Wednesday, June 6, 2018

Data Architecture - Document Model Design

Relational modeling has drawbacks to design implementation and to access speed. One differentiator is our common language around column based design patterns. Codd's normal forms still provide some guidance for us when it comes to document model design principals. A fundamental design guideline is ease of access is sometimes aided by denormalization, but more often aided by atomicity.

Below assume a document attribute is the same as a column and that a row is synonymous with a document.

NOTE: This is consistent across most engines except PostgreSQL, which has some designs that externalize highly read JSONB document elements into individual columns in the same row as the document for old school indexing purposes pre-GIN indexing.

1NF

Each column (or attribute) has no more than one value, each row (or document) is unique.
Can identify a unique candidate key.

2NF

Each column (or attribute) has no more than one value, each row (or document) is unique.
Can identify a unique candidate key.
All attributes or columns are dependent on the candidate key.

3NF

Each column (or attribute) has no more than one value, each row (or document) is unique.
Can identify a unique candidate key.
All attributes or columns are dependent on the candidate key.
No document or row creates a transitive association
  • A -> B -> C where A !-> C  
  • Driver -> Car -> Wheel Count where Driver has no Wheels. 
In columns this is easy. If one property should have its own unique id in the table, it moves to a new table. This is much more complicated in a document model. Below are different ways to model this.The first three create transitive associations. I can select driver and wheels where id = 1 and it will return the transitive value “Bob has four wheels.” The fourth creates a child document, but embeds it. 
  1. {id: “1”, [“Bob”, “car”, 4]}
  2. {id: “1”, “driver”:”Bob”, “vehicle”: “car”, “wheels”: “4”}
  3. {id: “1”, [“driver”:”Bob”, “vehicle”: “car”, “wheels”: “4”]}
  4. {id: “1”, “driver”:”Bob”, “car”:{id: “1”, "type“: "wheels”, "count": 4}}
  5. {id: “1”, “driver”:”Bob”, “car”:[{id: “1”, "type“: "wheels”, "count": 4}, {id: “2”, "type“: "hubs”, "count": 4},{id: “3”, "type“: "lug nuts”, "count": 16}]}

    Examples four and five are different forms of the same child document embedding. This form of normalization is faster to access and has less data access code to write. Well, it is faster as long as the sub-document relationship is bounded in its many-ness (somewhere between 1:1 and 1:5).

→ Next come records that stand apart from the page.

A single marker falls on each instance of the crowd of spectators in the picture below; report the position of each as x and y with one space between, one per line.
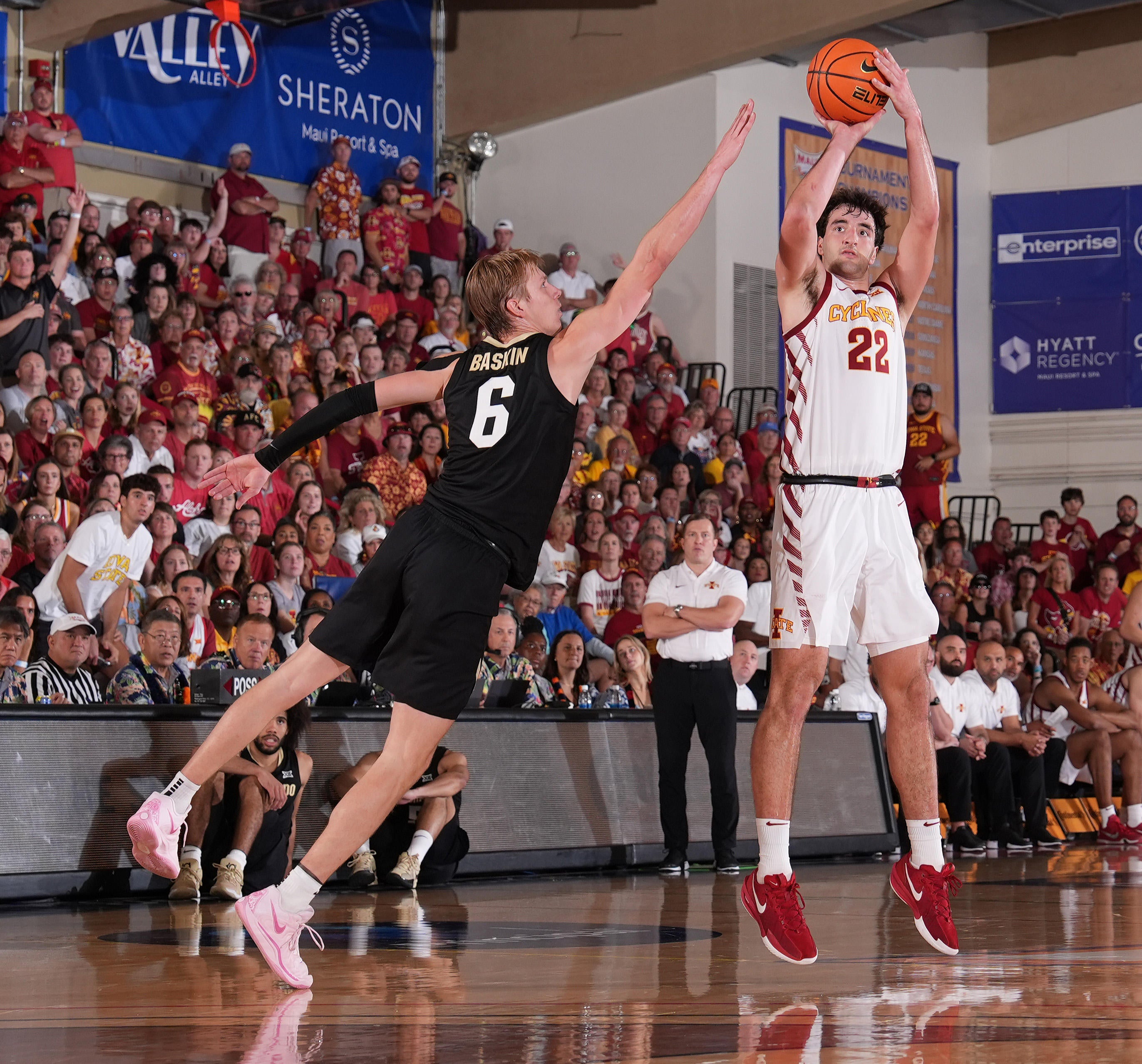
137 357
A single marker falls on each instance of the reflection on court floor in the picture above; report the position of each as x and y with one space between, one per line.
624 968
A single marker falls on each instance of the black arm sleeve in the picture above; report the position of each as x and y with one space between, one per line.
323 420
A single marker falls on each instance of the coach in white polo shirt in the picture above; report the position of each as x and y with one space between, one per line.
691 611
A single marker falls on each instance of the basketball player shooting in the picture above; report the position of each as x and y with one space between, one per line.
418 613
842 547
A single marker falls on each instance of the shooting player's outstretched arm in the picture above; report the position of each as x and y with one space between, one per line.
916 251
573 352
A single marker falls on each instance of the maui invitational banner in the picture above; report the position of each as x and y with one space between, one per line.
882 169
366 75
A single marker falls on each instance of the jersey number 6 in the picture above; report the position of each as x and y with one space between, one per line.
490 423
861 341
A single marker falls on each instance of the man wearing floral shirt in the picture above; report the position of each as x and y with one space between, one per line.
387 234
501 662
336 196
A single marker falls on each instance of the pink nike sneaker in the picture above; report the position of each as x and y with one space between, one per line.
277 932
154 833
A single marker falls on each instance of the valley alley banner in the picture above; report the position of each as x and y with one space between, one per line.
882 169
365 74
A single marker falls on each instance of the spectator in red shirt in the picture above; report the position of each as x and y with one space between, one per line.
247 230
417 204
23 167
1055 611
357 295
1117 544
189 497
447 243
1044 549
409 298
1078 534
1102 605
186 375
320 560
627 621
300 269
33 444
992 556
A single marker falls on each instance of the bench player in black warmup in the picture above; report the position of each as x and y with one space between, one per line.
421 608
422 840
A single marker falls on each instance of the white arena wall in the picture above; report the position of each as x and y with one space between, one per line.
616 168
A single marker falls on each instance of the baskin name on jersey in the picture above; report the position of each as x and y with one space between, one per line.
861 309
498 359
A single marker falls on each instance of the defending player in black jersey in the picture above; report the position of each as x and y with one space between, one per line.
421 608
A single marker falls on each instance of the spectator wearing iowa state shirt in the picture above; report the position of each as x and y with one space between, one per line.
1102 605
417 204
410 300
447 243
992 557
189 497
188 375
1117 544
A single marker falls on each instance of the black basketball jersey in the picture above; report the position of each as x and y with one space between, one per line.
510 433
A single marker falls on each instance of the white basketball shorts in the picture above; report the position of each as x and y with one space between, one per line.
842 554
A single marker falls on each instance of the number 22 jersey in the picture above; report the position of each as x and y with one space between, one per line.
847 389
510 433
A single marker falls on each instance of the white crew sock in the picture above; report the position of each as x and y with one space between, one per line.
181 791
774 847
422 843
298 890
928 846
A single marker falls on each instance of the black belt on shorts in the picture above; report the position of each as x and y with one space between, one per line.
885 480
697 666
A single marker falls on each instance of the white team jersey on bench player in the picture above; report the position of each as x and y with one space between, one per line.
847 398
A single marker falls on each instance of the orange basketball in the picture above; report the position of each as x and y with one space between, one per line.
840 82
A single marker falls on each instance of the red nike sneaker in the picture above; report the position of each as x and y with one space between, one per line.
1117 833
776 903
926 893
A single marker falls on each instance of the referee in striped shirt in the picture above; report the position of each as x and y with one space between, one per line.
59 678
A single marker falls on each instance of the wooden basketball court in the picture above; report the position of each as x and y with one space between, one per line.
600 968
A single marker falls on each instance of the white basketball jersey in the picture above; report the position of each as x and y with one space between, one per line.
847 389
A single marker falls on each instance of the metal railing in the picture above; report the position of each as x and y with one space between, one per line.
745 403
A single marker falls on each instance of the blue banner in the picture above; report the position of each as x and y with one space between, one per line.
1066 245
366 75
1059 356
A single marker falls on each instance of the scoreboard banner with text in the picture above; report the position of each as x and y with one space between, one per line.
363 74
883 169
1067 300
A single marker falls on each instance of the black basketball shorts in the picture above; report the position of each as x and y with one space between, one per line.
418 614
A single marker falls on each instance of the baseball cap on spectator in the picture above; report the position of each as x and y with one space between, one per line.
247 418
70 621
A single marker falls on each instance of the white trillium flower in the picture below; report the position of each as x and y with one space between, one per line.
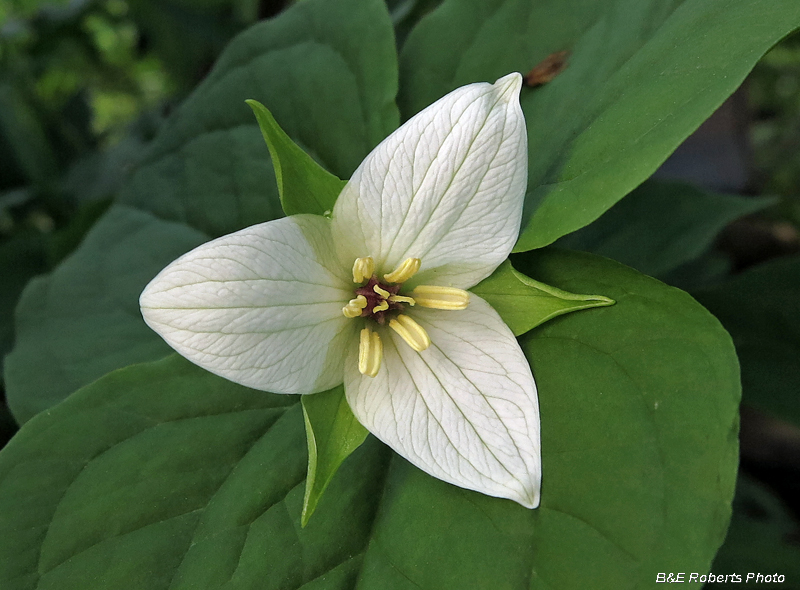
376 297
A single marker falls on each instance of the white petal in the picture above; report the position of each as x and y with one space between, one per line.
447 187
261 307
464 410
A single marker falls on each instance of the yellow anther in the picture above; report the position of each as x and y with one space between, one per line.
363 269
401 299
370 353
441 297
354 307
410 331
404 272
382 292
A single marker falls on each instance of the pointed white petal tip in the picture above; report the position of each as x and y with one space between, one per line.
509 85
530 499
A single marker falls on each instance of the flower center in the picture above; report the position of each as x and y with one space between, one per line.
381 301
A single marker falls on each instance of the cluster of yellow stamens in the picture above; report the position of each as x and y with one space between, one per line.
381 301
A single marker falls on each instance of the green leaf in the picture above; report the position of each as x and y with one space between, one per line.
760 309
328 73
21 258
82 320
197 481
332 434
524 303
642 75
208 168
759 538
303 185
661 226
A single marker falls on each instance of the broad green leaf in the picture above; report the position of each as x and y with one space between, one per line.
303 185
21 258
332 434
209 168
761 310
198 482
82 320
662 225
760 536
524 303
328 73
642 75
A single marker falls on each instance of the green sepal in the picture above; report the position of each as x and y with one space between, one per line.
332 433
524 303
303 185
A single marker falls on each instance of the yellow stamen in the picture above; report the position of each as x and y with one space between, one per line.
370 353
363 269
382 292
441 297
405 271
410 331
401 299
354 307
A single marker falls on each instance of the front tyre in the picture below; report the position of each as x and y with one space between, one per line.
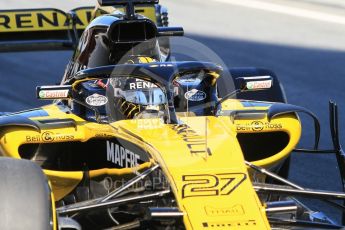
25 196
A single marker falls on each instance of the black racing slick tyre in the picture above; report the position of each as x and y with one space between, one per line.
25 197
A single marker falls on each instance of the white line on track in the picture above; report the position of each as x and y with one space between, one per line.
288 10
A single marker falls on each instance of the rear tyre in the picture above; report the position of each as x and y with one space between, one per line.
25 197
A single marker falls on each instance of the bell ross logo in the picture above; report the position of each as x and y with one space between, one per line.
48 136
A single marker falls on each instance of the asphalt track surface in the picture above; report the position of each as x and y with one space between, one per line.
307 54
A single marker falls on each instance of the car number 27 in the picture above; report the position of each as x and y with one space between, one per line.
211 184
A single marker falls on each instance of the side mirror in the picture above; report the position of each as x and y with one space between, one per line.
255 83
53 92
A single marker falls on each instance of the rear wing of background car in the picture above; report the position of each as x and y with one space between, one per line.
53 29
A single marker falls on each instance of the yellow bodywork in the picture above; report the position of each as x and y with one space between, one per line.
202 159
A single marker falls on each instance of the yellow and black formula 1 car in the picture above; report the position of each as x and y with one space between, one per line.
136 141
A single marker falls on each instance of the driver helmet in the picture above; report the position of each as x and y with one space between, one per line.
137 98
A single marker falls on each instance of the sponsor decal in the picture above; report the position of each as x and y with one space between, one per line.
221 184
42 20
236 210
49 137
258 126
53 94
148 123
195 143
266 84
195 95
96 100
121 156
140 84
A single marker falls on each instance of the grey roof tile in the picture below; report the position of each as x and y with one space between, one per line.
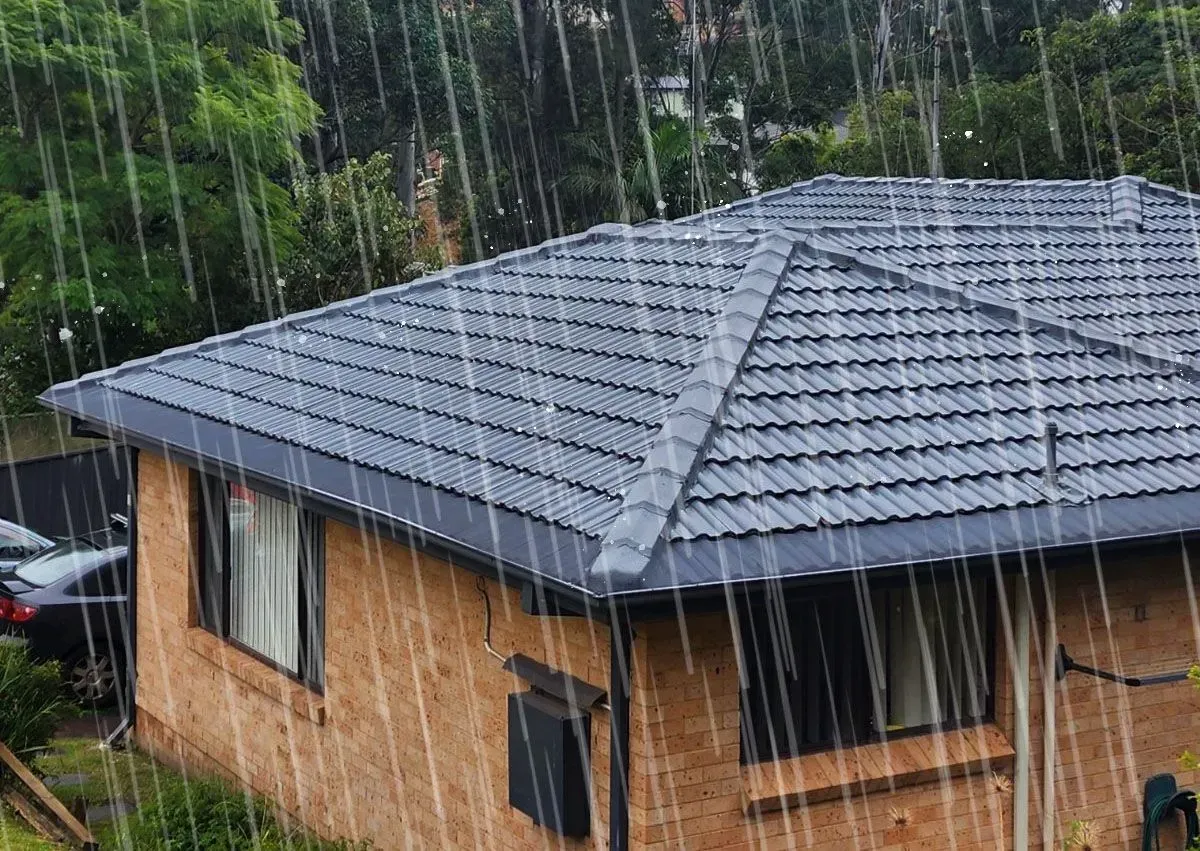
846 373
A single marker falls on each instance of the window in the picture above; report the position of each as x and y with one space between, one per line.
845 669
107 580
71 557
261 579
13 546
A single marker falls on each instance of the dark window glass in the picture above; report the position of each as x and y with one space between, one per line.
843 669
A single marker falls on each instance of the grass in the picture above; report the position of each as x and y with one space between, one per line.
107 775
17 835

    Areas of Concern in Embedding


    When the set of possible children can balloon out the size of the document beyond reasonable access speed, it no longer represents a well defined single entity. It defines an entity relationship, one that requires multiple entities to allow for atomicity. Large heterogeneous documents are really poorly designed entity relationships hiding in an elephant costume.

    Many to many relationships also require externalization of child documents. 

    Data with different volatility requirements (write, update, delete operations) should be considered for externalized sub documnet storage.